Medicine is more complicated than ketchup, but Hilts’ simplistic approach doesn’t change here. In his world, corporate greed is to blame for all defective drugs, FDA’s incentives are always beneficial, and the few government mistakes that he acknowledges could be cured by more funding. As for the lives lost because of FDA delays in approving new therapies, those are a figment of the New Right conspiracy to dismantle the agency.
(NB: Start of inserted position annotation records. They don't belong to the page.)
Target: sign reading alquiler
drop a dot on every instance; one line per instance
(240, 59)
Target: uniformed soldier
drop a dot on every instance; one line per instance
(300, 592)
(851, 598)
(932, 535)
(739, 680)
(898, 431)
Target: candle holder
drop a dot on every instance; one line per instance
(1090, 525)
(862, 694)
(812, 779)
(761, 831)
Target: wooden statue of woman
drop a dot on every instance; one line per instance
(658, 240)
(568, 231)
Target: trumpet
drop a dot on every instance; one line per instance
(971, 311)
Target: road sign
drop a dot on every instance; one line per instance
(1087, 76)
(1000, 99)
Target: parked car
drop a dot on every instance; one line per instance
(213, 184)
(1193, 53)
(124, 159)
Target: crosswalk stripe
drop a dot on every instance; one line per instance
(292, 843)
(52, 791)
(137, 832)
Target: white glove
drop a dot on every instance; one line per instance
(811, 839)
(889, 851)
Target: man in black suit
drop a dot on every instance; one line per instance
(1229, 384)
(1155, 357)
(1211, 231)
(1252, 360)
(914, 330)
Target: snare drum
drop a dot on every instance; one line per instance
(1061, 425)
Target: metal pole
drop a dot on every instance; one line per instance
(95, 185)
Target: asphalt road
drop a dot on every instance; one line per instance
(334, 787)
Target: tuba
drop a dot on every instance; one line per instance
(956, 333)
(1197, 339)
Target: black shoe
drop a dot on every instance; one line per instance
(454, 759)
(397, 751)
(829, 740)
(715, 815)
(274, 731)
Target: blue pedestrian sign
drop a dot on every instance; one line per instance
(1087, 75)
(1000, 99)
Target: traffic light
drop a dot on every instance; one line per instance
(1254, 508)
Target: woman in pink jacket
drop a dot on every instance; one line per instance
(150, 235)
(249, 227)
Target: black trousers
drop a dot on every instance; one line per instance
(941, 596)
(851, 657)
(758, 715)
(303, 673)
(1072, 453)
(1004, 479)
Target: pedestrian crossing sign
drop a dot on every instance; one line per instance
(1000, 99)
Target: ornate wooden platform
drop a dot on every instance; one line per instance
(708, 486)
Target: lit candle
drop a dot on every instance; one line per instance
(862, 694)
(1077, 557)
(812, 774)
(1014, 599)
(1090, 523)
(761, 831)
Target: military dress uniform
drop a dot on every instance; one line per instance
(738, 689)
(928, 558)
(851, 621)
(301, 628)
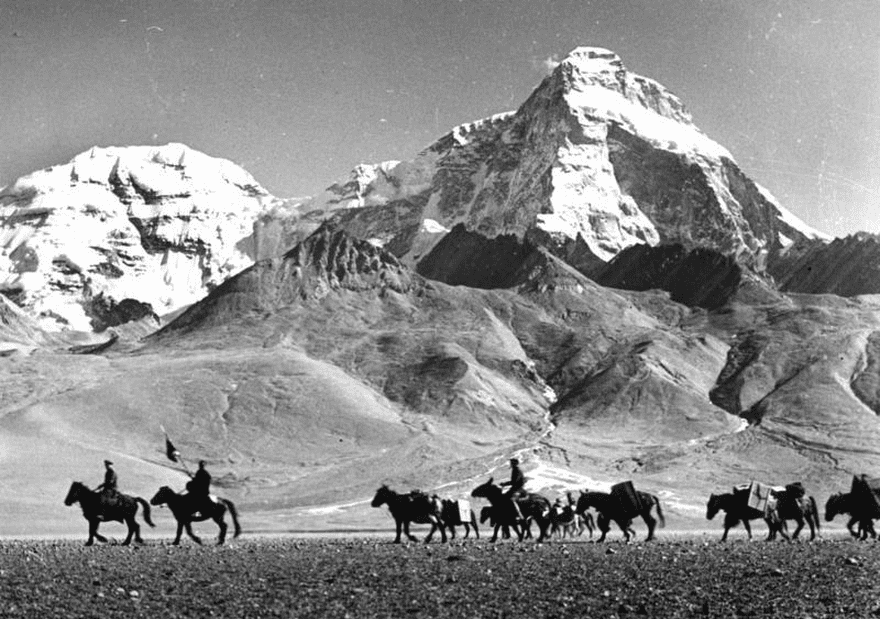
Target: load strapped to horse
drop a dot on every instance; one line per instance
(622, 505)
(774, 504)
(862, 503)
(415, 506)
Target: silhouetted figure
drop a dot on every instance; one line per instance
(517, 479)
(108, 488)
(516, 484)
(199, 488)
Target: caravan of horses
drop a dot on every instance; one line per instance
(517, 512)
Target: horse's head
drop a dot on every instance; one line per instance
(75, 492)
(486, 490)
(833, 506)
(713, 506)
(161, 496)
(381, 496)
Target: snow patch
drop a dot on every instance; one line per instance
(547, 477)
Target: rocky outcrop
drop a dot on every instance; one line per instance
(464, 258)
(698, 278)
(328, 261)
(153, 228)
(845, 266)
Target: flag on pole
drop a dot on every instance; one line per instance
(171, 451)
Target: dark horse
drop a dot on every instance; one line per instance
(845, 503)
(415, 507)
(736, 510)
(185, 513)
(451, 516)
(610, 509)
(800, 508)
(98, 507)
(532, 507)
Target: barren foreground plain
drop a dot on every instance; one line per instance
(677, 576)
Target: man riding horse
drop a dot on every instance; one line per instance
(109, 487)
(199, 488)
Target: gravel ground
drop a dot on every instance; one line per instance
(370, 577)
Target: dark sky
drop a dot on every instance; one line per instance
(300, 91)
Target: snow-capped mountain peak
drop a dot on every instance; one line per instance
(152, 226)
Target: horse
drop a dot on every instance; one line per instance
(565, 520)
(610, 509)
(98, 507)
(486, 515)
(791, 505)
(736, 510)
(451, 516)
(185, 512)
(515, 515)
(415, 507)
(844, 503)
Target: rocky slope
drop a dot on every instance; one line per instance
(423, 321)
(119, 234)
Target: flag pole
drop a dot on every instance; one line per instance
(172, 453)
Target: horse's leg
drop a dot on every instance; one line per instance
(133, 528)
(800, 520)
(189, 531)
(849, 527)
(730, 522)
(221, 522)
(179, 533)
(748, 527)
(652, 524)
(137, 531)
(411, 538)
(624, 526)
(604, 527)
(93, 532)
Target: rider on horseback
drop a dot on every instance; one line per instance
(107, 488)
(199, 488)
(517, 484)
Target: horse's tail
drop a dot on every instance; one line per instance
(146, 508)
(234, 514)
(659, 511)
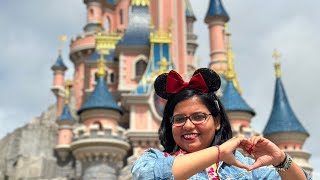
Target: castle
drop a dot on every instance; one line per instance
(108, 114)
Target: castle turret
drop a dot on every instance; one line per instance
(283, 127)
(59, 69)
(191, 37)
(238, 111)
(216, 18)
(94, 16)
(65, 122)
(133, 48)
(99, 143)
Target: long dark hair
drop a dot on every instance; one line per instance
(208, 99)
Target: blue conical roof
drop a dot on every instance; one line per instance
(216, 9)
(66, 114)
(59, 64)
(233, 101)
(95, 56)
(137, 33)
(100, 98)
(282, 118)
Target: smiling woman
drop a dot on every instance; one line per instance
(197, 138)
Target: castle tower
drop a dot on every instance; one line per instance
(59, 69)
(133, 48)
(99, 143)
(283, 127)
(191, 38)
(65, 122)
(238, 111)
(169, 16)
(144, 105)
(216, 18)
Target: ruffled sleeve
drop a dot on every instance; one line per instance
(153, 165)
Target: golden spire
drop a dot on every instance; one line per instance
(231, 73)
(140, 2)
(68, 84)
(276, 55)
(101, 72)
(62, 39)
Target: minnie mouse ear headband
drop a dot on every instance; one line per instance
(204, 80)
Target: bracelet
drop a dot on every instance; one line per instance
(285, 165)
(218, 160)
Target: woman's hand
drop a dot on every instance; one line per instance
(264, 151)
(228, 148)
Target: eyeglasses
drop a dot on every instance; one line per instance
(196, 118)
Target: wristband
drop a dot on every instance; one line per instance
(285, 165)
(218, 160)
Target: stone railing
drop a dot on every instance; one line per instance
(94, 131)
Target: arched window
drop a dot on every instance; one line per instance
(112, 78)
(107, 24)
(140, 68)
(121, 16)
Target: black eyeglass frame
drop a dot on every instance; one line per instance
(189, 117)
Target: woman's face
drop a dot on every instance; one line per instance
(192, 137)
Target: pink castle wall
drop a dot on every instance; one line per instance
(217, 46)
(141, 117)
(58, 79)
(105, 122)
(78, 84)
(65, 136)
(60, 104)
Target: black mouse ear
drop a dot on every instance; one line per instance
(211, 78)
(160, 86)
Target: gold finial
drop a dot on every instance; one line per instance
(231, 74)
(140, 2)
(160, 37)
(62, 39)
(68, 84)
(276, 55)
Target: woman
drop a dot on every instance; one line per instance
(197, 138)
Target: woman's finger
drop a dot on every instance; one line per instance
(255, 165)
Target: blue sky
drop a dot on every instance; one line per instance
(29, 43)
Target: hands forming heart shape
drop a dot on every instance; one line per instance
(263, 151)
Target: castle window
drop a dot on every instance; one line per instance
(107, 24)
(140, 68)
(99, 124)
(91, 12)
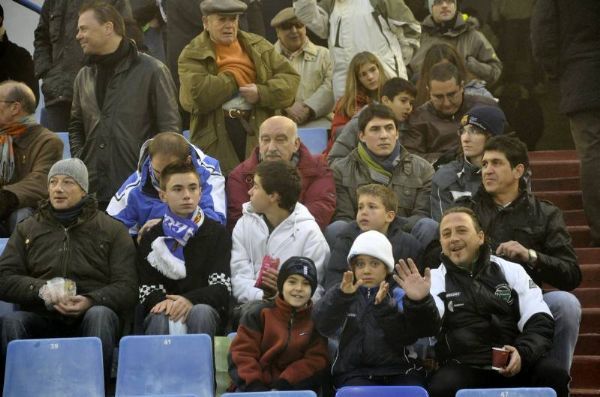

For example, Hilts excuses FDA’s three-year delay in approving Interleukin-2 for advanced kidney cancer because, he says, the drug “was useful to only a small number of patients” and, during the delay, the agency provided “early availability for those who felt they needed to take the risk.” Now it’s true that Interleukin-2 produced temporary remissions for only 15 percent to 20 percent of those taking it, and that the drug itself was highly dangerous, but many patients preferred that to the 100 percent death rate of the disease itself. As for its alleged pre-approval availability, the head of the National Kidney Cancer Association had a one-word comment at the time: “bulls–t.”

Compare this to Hilts’ stirring account of how FDA took only six weeks to approve the first of the protease inhibitors for AIDs. FDA didn’t insist on data of reduced mortality, because such information would have taken far more time to collect and demanding it was viewed as unethical given the life-and-death situation of AIDS patients. Instead, the agency approved the drug on the basis of preliminary data that showed improved cellular function.

AIDS patients were highly organized; kidney cancer patients were not. If they had been, they probably would have been treated better by FDA. When access to new therapies is controlled by government, political clout may well be a factor in who gets better service. But this issue doesn’t fit into Hilts’ framework.

Corporate wrongdoing has certainly been a factor in such medical disasters as thalidomide and the Dalkon Shield, but regulatory delays inflict at least as much damage. When FDA approves a lifesaving therapy, some number of people had to have died waiting for the agency to act. Hilts, however, refuses to acknowledge this. He characterizes as “grotesque” the argument that FDA’s focus on preventing bad drugs may lead it to delay or deny useful drugs. But this risk is clear. While defective drugs and delayed drugs both have adverse medical consequences, their political impacts are incredibly different. Drug recalls are the subject of news stories and congressional hearings. Drug delays, on the other hand, rarely get noticed; all that their victims know is that their doctors couldn’t do more for them. The skewed regulatory incentives that result were acknowledged by former FDA head David Kessler, another of Hilts’ heroes, who wrote that “speeding access to urgently needed products was not nearly so deeply ingrained in our culture.”

Sam Kazman is general counsel of the Competitive Enterprise Institute (www.cei.org), a Washington, DC-based free-market advocacy organization.